- Developer: Behaviour Interactive
- Publisher: Behaviour Interactive
- Platforms: Microsoft Windows PlayStation 4 Xbox One
- Release: August 14, 2018
- Genre: First-person shooter
- Mode: Multiplayer

= Deathgarden =

2018 asymmetrical multiplayer first-person shooter video game

Deathgarden was an asymmetrical multiplayer first-person shooter video game developed and published by Behaviour Interactive with gameplay similar to another of the studio's games, Dead by Daylight. It was initially launched on Steam Early Access in Summer 2018, and was later relaunched as Deathgarden: Bloodharvest in 2019. However, the same year, it ceased development and went free-to-play after failing to maintain a sufficient playerbase. The game pitted a single invincible Hunter against five Scavengers (previously called Runners) who had to try and escape. While praised by critics for its central concept and lore, it was also criticized for unbalanced gameplay caused by its asymmetrical design. On 12 August 2020, the game's servers closed.

== Plot ==
In the story of the relaunched version of the game, the Bloodharvest is the only way for the Scavengers to earn a spot in the rare, high-class Enclaves that are left after a global apocalypse.

== Gameplay ==
Each map was randomized upon the start of every round. The Scavengers had to capture control points that grant them a chance to escape, but could not kill the Hunter. The Hunter, who was the only character who got a gun, had to shoot Scavengers to knock them down and was then able to execute them. If the Hunter killed all of the Scavengers, they would win. If the Hunter did not choose to execute the Scavengers immediately, they earned bonus experience. However, a "mercy" mechanic was added later in development that allowed Runners one knockdown and respawn before they could be executed because the instant execute was still used too commonly.

== Development ==
The game suffered from a troubled early development, with the playerbase drying up only a few days after it released on Early Access.

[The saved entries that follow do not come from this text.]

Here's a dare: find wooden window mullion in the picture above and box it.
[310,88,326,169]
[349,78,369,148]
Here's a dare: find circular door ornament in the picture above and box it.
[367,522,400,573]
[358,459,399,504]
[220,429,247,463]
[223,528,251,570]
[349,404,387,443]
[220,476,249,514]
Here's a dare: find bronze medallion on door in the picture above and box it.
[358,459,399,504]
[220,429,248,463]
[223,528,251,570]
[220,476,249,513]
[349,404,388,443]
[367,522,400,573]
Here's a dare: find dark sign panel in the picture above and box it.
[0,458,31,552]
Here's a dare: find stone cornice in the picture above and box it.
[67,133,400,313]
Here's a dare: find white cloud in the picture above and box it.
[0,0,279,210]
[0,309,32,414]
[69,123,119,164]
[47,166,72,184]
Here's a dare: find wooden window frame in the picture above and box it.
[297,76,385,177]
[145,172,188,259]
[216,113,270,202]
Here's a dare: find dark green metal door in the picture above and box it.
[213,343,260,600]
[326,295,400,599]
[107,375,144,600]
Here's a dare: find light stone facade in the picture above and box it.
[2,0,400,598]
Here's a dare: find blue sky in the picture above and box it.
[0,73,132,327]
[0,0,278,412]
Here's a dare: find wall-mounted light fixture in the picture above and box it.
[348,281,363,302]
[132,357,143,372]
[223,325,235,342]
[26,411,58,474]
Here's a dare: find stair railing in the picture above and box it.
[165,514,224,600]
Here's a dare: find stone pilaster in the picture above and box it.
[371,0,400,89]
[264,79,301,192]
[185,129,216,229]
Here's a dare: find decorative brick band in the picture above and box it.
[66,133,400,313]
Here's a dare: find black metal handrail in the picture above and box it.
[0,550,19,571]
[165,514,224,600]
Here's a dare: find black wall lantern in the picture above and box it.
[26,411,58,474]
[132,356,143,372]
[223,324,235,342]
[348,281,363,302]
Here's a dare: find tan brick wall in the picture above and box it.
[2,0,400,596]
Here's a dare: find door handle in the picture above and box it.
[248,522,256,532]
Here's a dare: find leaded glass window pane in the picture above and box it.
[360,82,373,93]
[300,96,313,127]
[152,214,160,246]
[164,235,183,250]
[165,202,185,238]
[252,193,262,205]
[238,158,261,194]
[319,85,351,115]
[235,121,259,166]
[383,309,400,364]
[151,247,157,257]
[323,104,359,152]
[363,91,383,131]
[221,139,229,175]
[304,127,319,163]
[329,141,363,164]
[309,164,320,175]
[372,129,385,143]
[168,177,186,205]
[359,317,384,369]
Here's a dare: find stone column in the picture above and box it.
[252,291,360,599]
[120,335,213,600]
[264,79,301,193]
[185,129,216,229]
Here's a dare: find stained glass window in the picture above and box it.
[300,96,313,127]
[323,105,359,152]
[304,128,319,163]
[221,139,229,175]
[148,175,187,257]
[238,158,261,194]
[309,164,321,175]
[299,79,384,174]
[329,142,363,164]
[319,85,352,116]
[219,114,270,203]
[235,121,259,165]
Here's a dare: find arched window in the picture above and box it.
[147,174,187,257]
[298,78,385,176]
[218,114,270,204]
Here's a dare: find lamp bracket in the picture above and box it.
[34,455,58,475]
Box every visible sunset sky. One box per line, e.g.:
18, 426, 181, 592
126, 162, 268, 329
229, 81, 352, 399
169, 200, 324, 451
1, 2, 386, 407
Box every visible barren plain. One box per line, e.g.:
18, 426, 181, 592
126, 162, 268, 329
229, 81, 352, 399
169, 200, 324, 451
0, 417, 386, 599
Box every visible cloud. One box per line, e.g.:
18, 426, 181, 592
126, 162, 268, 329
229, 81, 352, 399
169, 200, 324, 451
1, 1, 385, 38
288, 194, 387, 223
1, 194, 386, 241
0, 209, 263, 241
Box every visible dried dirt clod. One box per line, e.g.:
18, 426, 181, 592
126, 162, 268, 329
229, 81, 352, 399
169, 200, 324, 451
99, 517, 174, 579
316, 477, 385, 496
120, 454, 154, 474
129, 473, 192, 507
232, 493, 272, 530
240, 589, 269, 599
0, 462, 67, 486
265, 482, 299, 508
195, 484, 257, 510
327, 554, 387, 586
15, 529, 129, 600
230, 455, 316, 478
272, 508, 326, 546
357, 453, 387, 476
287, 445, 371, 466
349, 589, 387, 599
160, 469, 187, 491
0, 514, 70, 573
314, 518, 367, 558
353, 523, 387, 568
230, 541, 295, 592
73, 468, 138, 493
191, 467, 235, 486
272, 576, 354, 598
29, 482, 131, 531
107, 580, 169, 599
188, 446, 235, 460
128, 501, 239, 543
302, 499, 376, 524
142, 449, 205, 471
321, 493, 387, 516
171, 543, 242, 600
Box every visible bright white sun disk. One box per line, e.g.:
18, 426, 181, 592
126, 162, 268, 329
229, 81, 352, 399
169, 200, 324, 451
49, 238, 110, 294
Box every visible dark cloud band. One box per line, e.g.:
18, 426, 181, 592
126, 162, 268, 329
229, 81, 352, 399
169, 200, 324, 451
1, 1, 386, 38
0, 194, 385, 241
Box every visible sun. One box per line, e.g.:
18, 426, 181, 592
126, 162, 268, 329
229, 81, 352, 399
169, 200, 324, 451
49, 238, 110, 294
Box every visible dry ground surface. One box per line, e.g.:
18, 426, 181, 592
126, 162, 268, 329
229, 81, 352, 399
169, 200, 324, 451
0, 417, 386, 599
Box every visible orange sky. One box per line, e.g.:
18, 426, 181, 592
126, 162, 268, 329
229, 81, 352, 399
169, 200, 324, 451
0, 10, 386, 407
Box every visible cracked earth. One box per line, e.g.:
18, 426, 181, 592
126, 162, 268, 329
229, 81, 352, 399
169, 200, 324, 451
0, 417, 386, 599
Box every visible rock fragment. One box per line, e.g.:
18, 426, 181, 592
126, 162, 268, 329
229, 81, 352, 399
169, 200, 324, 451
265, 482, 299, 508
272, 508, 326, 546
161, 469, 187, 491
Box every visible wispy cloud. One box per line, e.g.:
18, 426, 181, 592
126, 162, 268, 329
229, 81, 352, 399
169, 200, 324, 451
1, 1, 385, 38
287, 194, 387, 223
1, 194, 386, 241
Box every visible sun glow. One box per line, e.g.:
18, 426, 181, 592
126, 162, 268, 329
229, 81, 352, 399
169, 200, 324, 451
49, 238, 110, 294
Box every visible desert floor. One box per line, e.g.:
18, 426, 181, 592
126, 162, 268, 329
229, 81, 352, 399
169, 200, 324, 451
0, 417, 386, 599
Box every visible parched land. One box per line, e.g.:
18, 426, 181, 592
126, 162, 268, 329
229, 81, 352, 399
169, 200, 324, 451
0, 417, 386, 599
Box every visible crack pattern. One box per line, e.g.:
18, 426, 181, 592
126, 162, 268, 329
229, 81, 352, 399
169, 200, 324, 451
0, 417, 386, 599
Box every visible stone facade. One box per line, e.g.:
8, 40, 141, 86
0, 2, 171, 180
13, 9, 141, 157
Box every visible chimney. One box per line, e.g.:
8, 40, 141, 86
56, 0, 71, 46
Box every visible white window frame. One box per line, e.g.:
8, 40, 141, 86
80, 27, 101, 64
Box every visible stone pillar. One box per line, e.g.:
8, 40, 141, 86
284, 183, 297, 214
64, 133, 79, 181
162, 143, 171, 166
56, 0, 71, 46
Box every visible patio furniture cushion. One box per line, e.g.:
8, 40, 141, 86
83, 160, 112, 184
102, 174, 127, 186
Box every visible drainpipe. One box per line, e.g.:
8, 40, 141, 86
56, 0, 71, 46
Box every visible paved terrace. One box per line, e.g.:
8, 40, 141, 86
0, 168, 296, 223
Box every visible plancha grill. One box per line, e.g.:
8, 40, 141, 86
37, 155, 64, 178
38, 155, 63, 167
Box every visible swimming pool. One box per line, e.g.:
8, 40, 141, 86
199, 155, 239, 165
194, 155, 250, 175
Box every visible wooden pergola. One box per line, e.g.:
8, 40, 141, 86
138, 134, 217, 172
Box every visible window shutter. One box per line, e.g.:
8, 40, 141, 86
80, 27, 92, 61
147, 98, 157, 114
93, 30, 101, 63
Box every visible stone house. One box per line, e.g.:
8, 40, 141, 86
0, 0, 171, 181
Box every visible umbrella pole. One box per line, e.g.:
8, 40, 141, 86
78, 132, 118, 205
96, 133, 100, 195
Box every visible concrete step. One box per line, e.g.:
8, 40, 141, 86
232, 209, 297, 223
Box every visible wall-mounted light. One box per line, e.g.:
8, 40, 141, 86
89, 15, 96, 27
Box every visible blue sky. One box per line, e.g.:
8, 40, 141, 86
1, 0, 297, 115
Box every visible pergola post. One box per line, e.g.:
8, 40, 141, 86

Rather than cancelling the game, the developers decided to continue developing and relaunch the game as Deathgarden: Bloodharvest.

== Reception ==
Cass Marshall of Polygon called the game "The Hunger Games combined with Judge Dredd", praising the concept of the game, but criticizing the maps as "disappointing" due to their generic nature, and calling Hunters too powerful when played by a skilled player, despite Scavengers being more fun to play.